De deelname aan een gedragscode is weliswaar niet verplicht maar wordt door de DSA wel gestimuleerd. Het kan namelijk een middel zijn voor VLOPs om te voldoen aan de verplichtingen om systemische risico’s te adresseren. Indien zij deelnemen aan een gedragscode dan controleren externe onafhankelijke auditors, die VLOPs tenminste één keer per jaar moeten inhuren, bovendien de naleving met de gedragscode. Als zij concluderen dat de naleving onvoldoende is dan kunnen zij aanbevelingen doen om dat te veranderen. VLOPs moeten daar «terdege rekening» mee houden «met als doel de nodige maatregelen te nemen om ze uit te voeren» (artikel 28, vierde lid DSA). Dit vormt een sterke prikkel voor VLOPs om een gedragscode na te leven want toezichthouders zien toe op naleving van deze verplichting.

Vraag 6

Wat wordt, in het kader van de Digital Services Act (DSA), bedoeld met een «horizontaal kader voor regelgevend toezicht, verantwoordingsplicht en transparantie van de online ruimte.»? Hoort daar een toezichthouder bij? Aan welke toezichthouder wordt gedacht?

Antwoord vraag 6

De DSA vormt een algemeen kader voor de bestrijding van alle vormen van illegale inhoud online. Er zijn echter diverse wetgevingskader voor de bestrijding van specifieke vormen van illegale inhoud online. Zoals voor auteursrecht, kinderporno, misleidende reclame, oneerlijke handelspraktijken, en meer. Vanwege het algemene karakter van de DSA wordt het ook wel een «horizontaal» kader genoemd, waar specifieke wetgeving «verticale» kaders zijn. Het horizontale kader is van toepassing waar geen verticale kaders gelden.

Op de DSA moet ook toezicht worden gehouden. Het voorstel voor de DSA voorziet in een mix van nationale toezichthouder(s) en toezicht door de Europese Commissie. De Staatssecretaris van EZK is in het kader van haar verantwoordelijkheid voor de DSA bezig om te onderzoeken wat die wetgeving betekent voor het werk van diverse nationale toezichthouders die zich bezighouden met de bestrijding van illegale inhoud online.

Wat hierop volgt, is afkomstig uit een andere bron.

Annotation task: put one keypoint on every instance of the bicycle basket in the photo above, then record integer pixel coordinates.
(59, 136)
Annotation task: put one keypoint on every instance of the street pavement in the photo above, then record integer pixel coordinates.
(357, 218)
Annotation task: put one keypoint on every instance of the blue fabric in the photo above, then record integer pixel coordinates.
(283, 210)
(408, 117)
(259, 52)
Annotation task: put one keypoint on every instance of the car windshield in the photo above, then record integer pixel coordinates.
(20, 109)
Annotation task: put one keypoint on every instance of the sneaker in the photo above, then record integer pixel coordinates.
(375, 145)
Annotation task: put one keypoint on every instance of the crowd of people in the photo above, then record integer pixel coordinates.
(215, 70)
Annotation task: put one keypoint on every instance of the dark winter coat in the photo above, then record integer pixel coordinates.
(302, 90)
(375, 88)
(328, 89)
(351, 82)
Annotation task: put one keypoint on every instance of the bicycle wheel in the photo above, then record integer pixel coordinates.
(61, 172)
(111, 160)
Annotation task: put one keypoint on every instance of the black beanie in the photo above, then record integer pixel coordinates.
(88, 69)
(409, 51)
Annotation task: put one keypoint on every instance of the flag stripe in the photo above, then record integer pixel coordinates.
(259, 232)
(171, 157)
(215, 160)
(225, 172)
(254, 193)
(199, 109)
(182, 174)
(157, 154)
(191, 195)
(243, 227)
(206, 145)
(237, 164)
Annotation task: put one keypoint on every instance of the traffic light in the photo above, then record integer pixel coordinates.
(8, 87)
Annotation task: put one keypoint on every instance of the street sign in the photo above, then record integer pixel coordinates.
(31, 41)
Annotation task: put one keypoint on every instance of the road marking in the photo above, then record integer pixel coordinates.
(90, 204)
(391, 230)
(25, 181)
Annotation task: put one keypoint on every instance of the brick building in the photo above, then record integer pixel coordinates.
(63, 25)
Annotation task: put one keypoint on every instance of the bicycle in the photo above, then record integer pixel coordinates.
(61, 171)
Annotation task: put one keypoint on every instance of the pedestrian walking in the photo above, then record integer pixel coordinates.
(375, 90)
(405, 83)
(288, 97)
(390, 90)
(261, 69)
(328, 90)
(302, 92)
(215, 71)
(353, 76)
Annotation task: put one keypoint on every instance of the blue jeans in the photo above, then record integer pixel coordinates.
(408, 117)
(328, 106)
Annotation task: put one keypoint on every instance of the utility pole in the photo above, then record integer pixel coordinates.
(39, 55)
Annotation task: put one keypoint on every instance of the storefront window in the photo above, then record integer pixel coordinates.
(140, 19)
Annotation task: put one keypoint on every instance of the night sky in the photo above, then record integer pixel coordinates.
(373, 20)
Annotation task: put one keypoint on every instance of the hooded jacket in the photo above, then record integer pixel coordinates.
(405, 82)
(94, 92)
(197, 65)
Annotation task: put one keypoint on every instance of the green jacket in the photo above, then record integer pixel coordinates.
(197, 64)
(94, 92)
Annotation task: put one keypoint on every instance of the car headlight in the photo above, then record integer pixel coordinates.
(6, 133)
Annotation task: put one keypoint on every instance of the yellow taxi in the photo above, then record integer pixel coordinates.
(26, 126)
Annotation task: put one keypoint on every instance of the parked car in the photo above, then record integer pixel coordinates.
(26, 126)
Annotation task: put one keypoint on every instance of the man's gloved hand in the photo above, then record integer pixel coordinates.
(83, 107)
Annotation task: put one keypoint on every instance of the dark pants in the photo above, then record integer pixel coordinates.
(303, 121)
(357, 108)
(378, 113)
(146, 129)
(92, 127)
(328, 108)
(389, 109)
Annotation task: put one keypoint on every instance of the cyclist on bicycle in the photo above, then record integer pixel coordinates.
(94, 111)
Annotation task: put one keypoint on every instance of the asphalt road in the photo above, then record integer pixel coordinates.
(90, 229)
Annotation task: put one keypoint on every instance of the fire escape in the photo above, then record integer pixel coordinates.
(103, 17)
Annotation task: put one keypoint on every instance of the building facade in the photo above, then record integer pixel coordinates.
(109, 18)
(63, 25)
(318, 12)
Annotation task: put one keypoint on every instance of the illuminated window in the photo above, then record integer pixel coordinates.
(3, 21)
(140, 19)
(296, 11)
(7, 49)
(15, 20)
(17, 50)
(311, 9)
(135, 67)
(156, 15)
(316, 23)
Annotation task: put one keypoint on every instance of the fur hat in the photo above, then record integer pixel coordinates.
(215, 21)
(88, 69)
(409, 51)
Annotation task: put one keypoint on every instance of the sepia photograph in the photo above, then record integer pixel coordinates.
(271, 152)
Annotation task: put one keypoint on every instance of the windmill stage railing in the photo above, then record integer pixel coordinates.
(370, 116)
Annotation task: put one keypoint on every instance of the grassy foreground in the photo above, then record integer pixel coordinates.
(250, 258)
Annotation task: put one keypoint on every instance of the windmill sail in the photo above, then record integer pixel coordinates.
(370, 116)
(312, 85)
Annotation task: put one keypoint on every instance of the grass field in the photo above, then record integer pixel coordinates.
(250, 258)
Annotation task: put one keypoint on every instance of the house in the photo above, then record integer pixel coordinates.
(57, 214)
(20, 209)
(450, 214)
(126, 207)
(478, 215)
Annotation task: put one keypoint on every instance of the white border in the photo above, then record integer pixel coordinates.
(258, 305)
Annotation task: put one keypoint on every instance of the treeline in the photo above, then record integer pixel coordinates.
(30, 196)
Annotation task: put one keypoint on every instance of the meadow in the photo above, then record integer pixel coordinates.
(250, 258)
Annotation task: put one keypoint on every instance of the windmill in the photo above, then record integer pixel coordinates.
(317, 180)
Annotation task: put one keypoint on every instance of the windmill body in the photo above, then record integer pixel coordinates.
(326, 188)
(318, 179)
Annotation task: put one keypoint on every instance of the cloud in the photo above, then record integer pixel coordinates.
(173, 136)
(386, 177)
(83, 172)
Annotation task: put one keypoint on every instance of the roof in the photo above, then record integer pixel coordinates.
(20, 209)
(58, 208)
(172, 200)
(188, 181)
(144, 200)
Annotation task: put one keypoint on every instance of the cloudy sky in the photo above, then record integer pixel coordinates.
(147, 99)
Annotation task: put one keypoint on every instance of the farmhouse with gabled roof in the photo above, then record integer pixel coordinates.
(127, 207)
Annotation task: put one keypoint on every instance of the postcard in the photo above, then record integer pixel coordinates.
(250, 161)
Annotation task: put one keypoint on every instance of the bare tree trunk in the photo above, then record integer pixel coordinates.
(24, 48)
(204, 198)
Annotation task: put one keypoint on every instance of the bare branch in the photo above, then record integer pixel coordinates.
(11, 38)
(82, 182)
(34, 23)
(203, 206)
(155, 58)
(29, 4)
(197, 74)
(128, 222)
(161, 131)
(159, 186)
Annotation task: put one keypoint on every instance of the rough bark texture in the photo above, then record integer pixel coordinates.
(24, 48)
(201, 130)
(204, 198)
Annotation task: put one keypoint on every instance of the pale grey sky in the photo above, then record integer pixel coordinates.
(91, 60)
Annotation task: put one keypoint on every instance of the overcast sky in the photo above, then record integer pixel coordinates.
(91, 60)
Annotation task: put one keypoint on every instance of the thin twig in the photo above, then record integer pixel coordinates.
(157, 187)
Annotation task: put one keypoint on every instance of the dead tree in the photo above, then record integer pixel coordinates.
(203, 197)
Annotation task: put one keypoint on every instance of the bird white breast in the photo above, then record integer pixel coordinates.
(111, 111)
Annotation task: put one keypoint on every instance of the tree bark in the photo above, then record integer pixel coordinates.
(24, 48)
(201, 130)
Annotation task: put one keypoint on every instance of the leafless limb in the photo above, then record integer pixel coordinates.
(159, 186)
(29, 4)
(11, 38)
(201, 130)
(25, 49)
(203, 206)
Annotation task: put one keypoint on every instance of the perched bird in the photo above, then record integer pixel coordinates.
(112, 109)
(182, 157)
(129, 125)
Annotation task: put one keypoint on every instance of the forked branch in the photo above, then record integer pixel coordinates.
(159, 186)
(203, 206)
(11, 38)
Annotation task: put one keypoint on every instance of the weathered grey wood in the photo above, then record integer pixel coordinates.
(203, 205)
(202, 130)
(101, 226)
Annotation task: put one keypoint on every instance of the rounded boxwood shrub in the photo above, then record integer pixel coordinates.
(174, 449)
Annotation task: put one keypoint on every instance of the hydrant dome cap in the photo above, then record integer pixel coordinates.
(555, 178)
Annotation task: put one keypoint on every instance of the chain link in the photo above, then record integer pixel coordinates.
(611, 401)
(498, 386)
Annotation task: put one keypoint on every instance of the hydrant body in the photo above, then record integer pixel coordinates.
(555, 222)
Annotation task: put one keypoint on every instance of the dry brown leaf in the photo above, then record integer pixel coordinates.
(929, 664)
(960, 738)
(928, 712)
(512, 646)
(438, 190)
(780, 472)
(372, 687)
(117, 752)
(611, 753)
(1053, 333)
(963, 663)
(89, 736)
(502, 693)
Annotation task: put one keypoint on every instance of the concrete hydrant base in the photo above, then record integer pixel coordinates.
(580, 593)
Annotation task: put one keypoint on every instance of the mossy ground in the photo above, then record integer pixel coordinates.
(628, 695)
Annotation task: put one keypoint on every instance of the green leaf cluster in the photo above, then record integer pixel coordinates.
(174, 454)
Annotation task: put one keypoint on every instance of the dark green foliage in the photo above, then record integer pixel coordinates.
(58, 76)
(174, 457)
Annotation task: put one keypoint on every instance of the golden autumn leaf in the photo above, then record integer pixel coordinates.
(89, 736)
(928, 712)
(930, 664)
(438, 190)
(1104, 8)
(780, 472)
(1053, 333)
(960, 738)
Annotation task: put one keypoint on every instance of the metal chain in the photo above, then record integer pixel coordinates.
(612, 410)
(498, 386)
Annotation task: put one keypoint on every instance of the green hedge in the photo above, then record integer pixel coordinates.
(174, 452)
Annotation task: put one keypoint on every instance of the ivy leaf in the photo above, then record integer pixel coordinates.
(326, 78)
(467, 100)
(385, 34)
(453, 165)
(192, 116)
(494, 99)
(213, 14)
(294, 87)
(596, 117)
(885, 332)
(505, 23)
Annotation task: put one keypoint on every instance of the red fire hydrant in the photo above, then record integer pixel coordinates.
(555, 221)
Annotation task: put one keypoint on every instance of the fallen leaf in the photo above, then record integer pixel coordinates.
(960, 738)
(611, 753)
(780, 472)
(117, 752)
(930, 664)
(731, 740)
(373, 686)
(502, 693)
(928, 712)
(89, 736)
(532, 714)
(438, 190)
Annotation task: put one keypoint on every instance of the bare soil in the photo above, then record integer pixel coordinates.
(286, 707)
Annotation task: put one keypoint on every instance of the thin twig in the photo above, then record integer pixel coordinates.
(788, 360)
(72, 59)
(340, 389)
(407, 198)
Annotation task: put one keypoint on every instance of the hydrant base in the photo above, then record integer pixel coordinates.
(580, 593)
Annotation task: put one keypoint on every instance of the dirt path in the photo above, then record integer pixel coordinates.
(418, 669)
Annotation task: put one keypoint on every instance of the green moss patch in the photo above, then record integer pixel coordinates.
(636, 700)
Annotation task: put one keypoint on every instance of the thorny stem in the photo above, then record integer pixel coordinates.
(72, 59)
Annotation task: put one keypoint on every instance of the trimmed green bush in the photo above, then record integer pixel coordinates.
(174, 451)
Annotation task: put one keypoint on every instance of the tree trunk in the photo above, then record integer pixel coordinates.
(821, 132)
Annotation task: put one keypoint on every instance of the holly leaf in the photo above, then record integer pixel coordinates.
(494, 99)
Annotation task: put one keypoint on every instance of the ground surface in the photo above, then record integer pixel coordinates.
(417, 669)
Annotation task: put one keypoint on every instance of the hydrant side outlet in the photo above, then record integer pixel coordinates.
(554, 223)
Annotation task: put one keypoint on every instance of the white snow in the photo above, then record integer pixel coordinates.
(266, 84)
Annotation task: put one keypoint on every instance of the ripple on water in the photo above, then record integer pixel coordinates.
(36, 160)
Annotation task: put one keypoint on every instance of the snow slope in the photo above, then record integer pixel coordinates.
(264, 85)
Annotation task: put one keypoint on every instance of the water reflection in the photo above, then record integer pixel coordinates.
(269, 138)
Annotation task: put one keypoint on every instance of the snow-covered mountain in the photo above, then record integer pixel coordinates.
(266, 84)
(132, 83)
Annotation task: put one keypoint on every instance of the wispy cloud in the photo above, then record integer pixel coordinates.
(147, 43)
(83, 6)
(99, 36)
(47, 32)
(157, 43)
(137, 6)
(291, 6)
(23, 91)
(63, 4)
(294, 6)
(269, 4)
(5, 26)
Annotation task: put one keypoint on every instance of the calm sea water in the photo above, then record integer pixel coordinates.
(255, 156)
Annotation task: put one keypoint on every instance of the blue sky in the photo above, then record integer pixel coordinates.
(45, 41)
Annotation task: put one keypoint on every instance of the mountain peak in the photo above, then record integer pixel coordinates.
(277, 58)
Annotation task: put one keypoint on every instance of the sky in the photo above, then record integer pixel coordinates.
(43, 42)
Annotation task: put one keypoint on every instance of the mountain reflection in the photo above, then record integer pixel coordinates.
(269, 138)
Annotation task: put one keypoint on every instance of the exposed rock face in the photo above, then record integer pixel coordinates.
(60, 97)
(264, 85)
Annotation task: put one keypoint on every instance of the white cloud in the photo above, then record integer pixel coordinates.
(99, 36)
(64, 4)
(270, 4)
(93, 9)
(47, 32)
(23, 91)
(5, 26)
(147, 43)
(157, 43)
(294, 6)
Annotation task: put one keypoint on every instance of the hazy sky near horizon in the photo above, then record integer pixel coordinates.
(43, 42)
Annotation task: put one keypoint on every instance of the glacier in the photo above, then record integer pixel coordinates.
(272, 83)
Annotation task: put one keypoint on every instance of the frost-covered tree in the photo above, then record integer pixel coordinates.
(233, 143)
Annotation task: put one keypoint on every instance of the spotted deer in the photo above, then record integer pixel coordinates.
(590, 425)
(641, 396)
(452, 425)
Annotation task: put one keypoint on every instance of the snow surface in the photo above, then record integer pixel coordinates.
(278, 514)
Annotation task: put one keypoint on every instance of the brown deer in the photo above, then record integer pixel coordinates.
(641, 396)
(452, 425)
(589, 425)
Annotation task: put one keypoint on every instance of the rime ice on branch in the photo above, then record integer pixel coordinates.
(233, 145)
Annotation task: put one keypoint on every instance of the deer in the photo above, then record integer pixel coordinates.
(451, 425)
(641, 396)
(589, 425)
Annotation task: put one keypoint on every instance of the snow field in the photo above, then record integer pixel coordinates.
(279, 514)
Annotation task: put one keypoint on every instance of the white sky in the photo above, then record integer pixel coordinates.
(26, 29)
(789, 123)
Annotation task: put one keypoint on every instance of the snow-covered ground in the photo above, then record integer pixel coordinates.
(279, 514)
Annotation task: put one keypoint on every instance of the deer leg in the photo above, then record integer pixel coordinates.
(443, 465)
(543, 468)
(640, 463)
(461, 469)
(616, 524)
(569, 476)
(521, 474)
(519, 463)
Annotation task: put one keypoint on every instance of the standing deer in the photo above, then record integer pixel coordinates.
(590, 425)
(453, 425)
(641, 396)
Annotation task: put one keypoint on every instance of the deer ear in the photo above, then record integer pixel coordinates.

Hierbij kan onder meer worden gedacht aan de Autoriteit Consument en Markt («ACM»), het Commissariaat voor de Media («CvdM»), en de Nederlandse Voedsel en Warenautoriteit («NVWA»). Er zijn nog geen keuzes gemaakt over de organisatie van het toezicht op de DSA in Nederland.

Vraag 7

Is er net zoals dat gedaan is voor de Digital Services Act (DSA), door het kabinet gekeken naar de mogelijke invloed voor de Digital Markets Act (DMA) op onze nationale democratie?

Antwoord vraag 7

Het is belangrijk om te benadrukken dat de DMA een ander doel dient dan de DSA.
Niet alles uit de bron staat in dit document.